Désormais, il va falloir compter avec des noms comme Youssouf Cissé, Oumar Niguizié Sinenta, Moctar Barry et Soussaba Cissé dans le paysage du cinéma malien. Ces jeunes qui ont choisi de faire du cinéma leur métier étaient à l’honneur le 26 novembre 2010, au cinéma Babemba de Bamako. C’est ce jour-là, dans le cadre du festival de Nyamina et des rencontres cinématographiques de Bamako que Souleymane Cissé a décidé de donner l’opportunité à quatre jeunes maliens de montrer ce qu’ils savent faire dans le domaine du cinéma. Même si deux des jeunes réalisateurs sont les enfants de l’icône du cinéma malien, cela n’enlève rien à la valeur de sa démarche.
« Nous sommes pratiquement vieux et le moment est venu de songer à faire la promotion des jeunes afin qu’ils gardent allumé le flambeau du cinéma malien », telle est la conviction du réalisateur malien, seul détenteur de deux étalons de Yennenga. L’initiative de l’UCECAO a donné l’occasion aux amoureux du cinéma au Mali d’apprécier des talents naissants. Oumar Niguizié Sinenta, jeune réalisateur malien, eut le privilège d’ouvrir le bal. Son court-métrage sur la vengeance n’a pas manqué d’arracher des applaudissements nourris dans la petite salle du cinéma Babemba qui a refusé du monde. Il a été suivi par Soussaba Cissé qui a présenté son film « Sebe Tan » sur l’immigration. Dans un style sans détours, Soussaba Cissé a plongé son objectif dans le jeu de cache-cache que jouent nombre de sans papiers avec les policiers en France, jusqu’au jour où ils sont arrêtés. Dans le très court-métrage, un sans papier, apparemment malien, sera arrêté par la police au moment où il était en compagnie de sa fillette dans un square pour une bonne période de détente.
Les policiers tenant le père par les deux bras, avec la ferme volonté de le conduire au commissariat, la petite opposée à toute idée de voir son père partir, dans une action ultime de résistance, va s’agripper à sa jambe avec la ferme volonté d’empêcher les policiers d’avoir le dessus sur son père. C’est sur cette image pathétique, pleine d’émotion et de suggestions, que le film prend fin. Impressionné par le tour de main de la réalisatrice, le public va lui témoigner sa reconnaissance par des applaudissements nourris. Pour sa part, dans un film intitulé « Tigana », Moctar Barry va inviter les cinéphiles à suivre un jeune africain dans son rêve à devenir un grand footballeur. En plus des difficultés financières qui peuvent être de nature à les empêcher de s’épanouir, ces jeunes amoureux du football, à en rêver en footballeur célèbre, doivent subir tous les abus des entraîneurs, même à devenir victime des pratiques malsaines de corruption.

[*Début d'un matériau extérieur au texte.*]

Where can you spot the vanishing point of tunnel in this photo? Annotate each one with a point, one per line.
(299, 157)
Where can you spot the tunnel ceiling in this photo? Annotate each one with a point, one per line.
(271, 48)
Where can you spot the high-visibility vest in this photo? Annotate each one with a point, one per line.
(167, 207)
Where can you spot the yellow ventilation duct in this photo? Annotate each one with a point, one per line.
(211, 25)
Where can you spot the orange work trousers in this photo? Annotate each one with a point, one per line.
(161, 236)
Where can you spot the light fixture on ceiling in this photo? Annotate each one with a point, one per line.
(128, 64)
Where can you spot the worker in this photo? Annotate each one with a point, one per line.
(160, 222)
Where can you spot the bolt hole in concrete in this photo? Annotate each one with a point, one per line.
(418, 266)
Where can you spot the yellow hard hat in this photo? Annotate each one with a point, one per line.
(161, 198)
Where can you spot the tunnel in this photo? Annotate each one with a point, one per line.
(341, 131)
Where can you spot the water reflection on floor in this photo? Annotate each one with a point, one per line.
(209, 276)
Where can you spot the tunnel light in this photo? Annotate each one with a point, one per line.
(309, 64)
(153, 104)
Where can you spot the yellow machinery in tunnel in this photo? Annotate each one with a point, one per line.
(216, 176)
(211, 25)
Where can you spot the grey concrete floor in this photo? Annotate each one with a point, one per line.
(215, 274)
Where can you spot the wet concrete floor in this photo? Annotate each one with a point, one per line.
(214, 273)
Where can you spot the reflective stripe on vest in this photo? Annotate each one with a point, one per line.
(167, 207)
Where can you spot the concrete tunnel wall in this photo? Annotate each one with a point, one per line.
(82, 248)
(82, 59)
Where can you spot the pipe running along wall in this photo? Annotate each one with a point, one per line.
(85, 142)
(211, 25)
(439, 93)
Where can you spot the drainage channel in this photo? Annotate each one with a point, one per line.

Mais, le deuxième film de Soussaba Cissé intitulé « Bah Mousso », en relation avec le fléau de l’excision, allait finir de convaincre les cinéphiles du choix qu’elle a fait de mettre l’homme au centre de son travail cinématographique. Dans ce film, à travers une histoire compréhensible par tous, la réalisatrice, sans rentrer dans le grand débat autour de l’excision, expose une de ses facettes négatives sur la santé des filles et celle des femmes. Ce film a bénéficié du talent de Habib Dembélé dit Guimba. Et, ce fut le tour de Youssouf Cissé de plonger l’objectif de sa caméra dans le travail de Malick Sidibé, célèbre photographe malien. Intitulé « Studio Malick », comme le nom que porte le local qui a vu Malick faire des miracles, ce film est un documentaire de belle facture qui revient largement sur le travail photographique qui a hissé notre compatriote au sommet de la discipline dans le monde. Salif Keita, le Domingo du football malien, invité d’honneur de la soirée, a salué le talent des jeunes réalisateurs. Il les a invités à persévérer afin de devenir demain tous des Souleymane Cissé pour le Mali.